Data that is used by NAS for link analysis is pre-processed in a proprietary structure called PreStar™ which allows the link analysis to be executed at a speed many times greater than working with the unprocessed data. Link analysis on large quantities of data (millions and billions of records) without pre-processing is not practical due to the very long processing time that would be required.
The pre-processing is executed by standard servers. The server uses the definitions created when using LSI Designer to determine what data should be processed and where the results should be stored. It can be operated manually by the system administrator or as a scheduled task. In addition, it can be operated automatically by the Data Fusioner such that immediately after the data has been pumped into the database, the appropriate PreStar server is automatically started to process the data. The main features include:
SN-Sphere™ uses a paging mechanism to allow the ETL, entity identification and pre-processing into PreStar form to take place simultaneously using multiple servers. This makes the processing scaleable for virtually almost any quantity of data.

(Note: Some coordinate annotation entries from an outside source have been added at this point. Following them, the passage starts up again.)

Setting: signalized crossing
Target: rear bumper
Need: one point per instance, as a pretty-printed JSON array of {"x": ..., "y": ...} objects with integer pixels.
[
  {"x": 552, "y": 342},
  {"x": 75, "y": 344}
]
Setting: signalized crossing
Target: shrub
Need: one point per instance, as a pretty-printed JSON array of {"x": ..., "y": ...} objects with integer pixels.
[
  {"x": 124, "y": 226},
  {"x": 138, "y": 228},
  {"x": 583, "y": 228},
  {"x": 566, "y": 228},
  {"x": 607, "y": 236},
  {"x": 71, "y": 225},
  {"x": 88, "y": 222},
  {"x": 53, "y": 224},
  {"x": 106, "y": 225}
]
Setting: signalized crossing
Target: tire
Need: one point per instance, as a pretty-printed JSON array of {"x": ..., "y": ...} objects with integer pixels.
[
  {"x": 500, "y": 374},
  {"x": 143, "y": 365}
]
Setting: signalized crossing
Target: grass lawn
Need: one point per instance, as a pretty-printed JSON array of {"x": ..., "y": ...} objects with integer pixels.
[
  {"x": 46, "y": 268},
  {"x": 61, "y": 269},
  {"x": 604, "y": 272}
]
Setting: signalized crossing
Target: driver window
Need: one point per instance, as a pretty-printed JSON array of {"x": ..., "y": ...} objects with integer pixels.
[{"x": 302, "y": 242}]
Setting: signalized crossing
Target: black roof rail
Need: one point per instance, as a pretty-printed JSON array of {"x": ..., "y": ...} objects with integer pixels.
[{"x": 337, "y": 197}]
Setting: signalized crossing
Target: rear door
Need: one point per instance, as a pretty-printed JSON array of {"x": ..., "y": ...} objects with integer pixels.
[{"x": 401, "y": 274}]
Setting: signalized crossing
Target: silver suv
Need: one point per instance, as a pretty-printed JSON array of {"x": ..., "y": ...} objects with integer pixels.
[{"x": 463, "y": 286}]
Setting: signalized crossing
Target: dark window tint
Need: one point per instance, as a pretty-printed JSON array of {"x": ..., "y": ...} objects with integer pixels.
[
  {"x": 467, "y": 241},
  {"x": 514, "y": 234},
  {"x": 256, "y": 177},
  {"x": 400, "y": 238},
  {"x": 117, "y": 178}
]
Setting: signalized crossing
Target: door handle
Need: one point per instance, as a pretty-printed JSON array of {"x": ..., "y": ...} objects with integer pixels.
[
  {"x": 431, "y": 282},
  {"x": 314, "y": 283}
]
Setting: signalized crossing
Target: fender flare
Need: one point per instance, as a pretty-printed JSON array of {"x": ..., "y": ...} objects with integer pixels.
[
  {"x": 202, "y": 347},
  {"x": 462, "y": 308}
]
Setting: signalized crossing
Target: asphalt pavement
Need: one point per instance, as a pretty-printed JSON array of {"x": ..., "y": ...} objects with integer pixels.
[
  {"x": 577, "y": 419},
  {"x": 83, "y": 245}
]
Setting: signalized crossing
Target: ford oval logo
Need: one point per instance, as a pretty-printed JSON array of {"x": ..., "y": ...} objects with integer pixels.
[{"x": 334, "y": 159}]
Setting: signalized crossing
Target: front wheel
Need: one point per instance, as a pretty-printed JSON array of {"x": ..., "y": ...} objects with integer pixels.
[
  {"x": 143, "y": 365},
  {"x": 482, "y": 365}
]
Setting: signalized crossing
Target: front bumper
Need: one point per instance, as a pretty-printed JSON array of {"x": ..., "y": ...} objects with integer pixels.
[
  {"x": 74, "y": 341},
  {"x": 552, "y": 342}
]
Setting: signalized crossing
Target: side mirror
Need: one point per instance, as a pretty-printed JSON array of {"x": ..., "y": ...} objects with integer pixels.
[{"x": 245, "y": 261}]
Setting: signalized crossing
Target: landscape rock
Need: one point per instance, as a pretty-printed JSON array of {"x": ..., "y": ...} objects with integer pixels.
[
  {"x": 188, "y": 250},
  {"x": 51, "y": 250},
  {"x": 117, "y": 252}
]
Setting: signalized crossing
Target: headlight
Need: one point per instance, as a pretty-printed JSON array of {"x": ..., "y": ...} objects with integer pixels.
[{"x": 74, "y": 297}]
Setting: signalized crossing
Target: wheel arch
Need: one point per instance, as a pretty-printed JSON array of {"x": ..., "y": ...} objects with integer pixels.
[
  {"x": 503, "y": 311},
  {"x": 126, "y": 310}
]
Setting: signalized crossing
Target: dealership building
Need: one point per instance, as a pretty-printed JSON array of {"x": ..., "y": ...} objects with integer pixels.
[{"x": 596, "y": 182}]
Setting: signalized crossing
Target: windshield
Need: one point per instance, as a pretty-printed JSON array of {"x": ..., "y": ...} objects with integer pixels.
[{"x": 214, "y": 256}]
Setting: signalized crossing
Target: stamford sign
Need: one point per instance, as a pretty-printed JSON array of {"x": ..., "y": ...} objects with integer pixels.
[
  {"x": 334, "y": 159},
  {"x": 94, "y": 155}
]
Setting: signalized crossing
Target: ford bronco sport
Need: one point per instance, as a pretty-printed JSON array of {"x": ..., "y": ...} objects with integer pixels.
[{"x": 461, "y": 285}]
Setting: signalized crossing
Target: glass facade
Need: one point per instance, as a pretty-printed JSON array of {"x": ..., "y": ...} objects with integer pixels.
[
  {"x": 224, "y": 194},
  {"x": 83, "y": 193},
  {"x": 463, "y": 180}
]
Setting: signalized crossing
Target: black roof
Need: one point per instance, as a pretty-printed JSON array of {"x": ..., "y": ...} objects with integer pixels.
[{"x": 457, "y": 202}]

Storage volume and compression
Storage volume is an important factor in the cost and maintenance of a data warehouse that stores tens of billions of records. LSI is normally stored in databases and data warehouses in ABD structured tables where:
A = ID of one entity such as a phone number initiating a call
B = ID of a linked entity such as a phone number receiving the call
D = Descriptive call attributes (date, time, etc.)
The storage of tens of billions of records in ABD structured tables can use terabytes of space. PreStar stores the pre-processed data in a format which is more efficient in storing the data. Once the data has been transformed to the PreStar tables, it can be deleted from the original ABD tables. If need be, at a later time it can be reverse engineered from the PreStar tables back into the ABD tables for use with other standard tools.
Much of the data in the PreStar tables is stored in blob (binary large object) fields. The data in those fields is compressed by PreStar. The compressed data requires about 1/3 of the storage volume required if the data was not compressed.